O Ministério Público (MP) está a investigar o comandante-geral da Guarda Nacional Republicana (GNR), tenente-general Mourato Nunes, por alegadas ilegalidades e abuso de poder. As suspeitas relacionam-se com o processo de indigitação de militares a serem submetidos à decisão do Conselho Superior de Magistratura (CSM) para a nomeação de juízes militares para os tribunais do Porto e Lisboa.

As acusações foram também entregues, em Março deste ano, ao Ministério da Administração Interna (MAI), estando ainda pendente um recurso no Supremo Tribunal de Justiça. Todas as queixas apontam Mourato Nunes, e restantes elementos do comando-geral da Guarda, como responsáveis pelos supostos crimes.

Esta é, pelo menos, a segunda investigação que o MP faz ao comandante-geral da GNR, apontado como o próximo Chefe de Estado-Maior General das Forças Armadas. O outro inquérito em curso prende-se com suspeitas de uso indevido de património do Estado - cinco viaturas e duas casas de praia da GNR para uso permanente -, que o PÚBLICO noticiou na edição de sábado.

As presumíveis ilegalidades cometidas no processo de escolha de militares para os Tribunais Judiciais de 1.ª instância de Lisboa e Porto - com o fim dos Tribunais Militares, a GNR tem direito a ter um representante nestas estruturas - remontam a 3 de Setembro do ano passado. Nesse dia, numa reunião do Conselho Superior da GNR (CSG), a quem compete indigitar os coronéis para o cargo, surgiram 12 candidatos. Apenas um possuía licenciatura em direito, o tenente-coronel Guedes Martins, na altura chefe dos Serviços de Justiça da GNR, sendo este um requisito que o próprio CSM aponta como preferencial.

Ora, na referida reunião do CSG foram apenas indigitados dois coronéis, um para o tribunal de Lisboa e outro para o Porto, quando deviam ter sido apontados três para cada uma das estruturas. Como "ilegal" é também invocado o sistema de votação, uma vez que não foi seguido o critério que impõe a obrigatoriedade de deliberação por maioria absoluta, lavrado no regimento do Conselho Superior da Guarda. O licenciado Guedes Martins foi ignorado e não foi indigitado.

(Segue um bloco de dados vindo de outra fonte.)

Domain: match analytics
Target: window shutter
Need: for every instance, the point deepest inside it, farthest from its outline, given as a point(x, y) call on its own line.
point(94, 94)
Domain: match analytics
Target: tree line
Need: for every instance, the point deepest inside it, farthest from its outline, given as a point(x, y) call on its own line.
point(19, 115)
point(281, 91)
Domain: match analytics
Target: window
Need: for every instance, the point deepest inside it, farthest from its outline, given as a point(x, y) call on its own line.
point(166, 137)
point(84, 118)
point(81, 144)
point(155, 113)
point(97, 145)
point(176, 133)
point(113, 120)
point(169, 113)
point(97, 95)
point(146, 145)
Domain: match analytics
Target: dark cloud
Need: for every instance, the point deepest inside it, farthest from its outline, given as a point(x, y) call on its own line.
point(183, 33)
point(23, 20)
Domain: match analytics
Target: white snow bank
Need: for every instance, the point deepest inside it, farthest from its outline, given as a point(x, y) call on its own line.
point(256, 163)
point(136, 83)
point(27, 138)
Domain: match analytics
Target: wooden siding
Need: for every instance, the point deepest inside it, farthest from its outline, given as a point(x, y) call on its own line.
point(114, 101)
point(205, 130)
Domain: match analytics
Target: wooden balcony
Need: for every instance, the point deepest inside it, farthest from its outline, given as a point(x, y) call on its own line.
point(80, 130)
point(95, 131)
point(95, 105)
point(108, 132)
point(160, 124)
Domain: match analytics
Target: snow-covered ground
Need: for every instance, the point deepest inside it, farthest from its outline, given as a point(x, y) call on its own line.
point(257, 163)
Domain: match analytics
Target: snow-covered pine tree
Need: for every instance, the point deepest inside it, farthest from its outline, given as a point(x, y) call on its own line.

Sentindo-se preterido, recorreu ao CSM, expondo as irregularidades cometidas. Em resposta, os representantes do CSM, solicitaram ao comandante-geral da GNR a indicação de três nomes. Mourato Nunes convocou então uma nova reunião do CSG para 8 de Outubro do mesmo ano.

No encontro, alegadamente precedido de uma intervenção em que o comandante-geral se queixa da conduta de Guedes Martins, os conselheiros indigitaram três coronéis para cada um dos juízos, Lisboa e Porto. Nenhum dos seleccionados tem licenciatura em direito e um deles estava na reforma, contrariando as orientações do CSM, que requisitou a indigitação de militares no activo ou na reserva. De novo, Guedes Martins ficou fora da lista entregue ao CSM e recorreu ao MP, ao Supremo Tribunal de Justiça e ao MAI.

Licenciatura em Direito foi ignorada

Um dos conselheiros do CSG - constituído por 21 elementos, entre os quais o comandante-geral da GNR - contou ao PÚBLICO ter estranhado o sistema de votação por ordenação dos militares e o facto de ser ter ignorado uma indicação expressa do CSM, a licenciatura em Direito.

Este oficial da GNR afirma que a atitude seguida pelo comandante-geral no CSG foi sempre a de impedir que o tenente-coronel Guedes Martins fosse indigitado, daí o sistema de votação por ordenação e não por maioria absoluta. O conselheiro confirma também que, na reunião do CSG de 8 de Outubro, Mourato Nunes terá feito uma intervenção em que condenava a atitude de Guedes Martins, por este ter recorrido ao CSM.

Contactado pelo PÚBLICO, Mourato Nunes alega que o processo de indigitação de militares decorreu na mais absoluta transparência. "O Conselho Superior da Guarda é constituído por 21 elementos. As decisões são colegiais. E nós não nomeamos juízes, apenas os indigitamos. O Conselho Superior da Magistratura é que nomeia", sublinha.

O comandante-geral da GNR, que diz não conhecer ao detalhe os processos que decorrem no MP, salvaguarda que o militar que "se sentiu preterido" tem todo o direito a recorrer à justiça e nega "alguma vez" ter intervido no sentido de prejudicar Guedes Martins. Também contactado, o MAI recusou-se a comentar este caso. O mesmo fez o tenente-coronel Guedes Martins, referindo apenas que o caso "segue nas instâncias judiciais".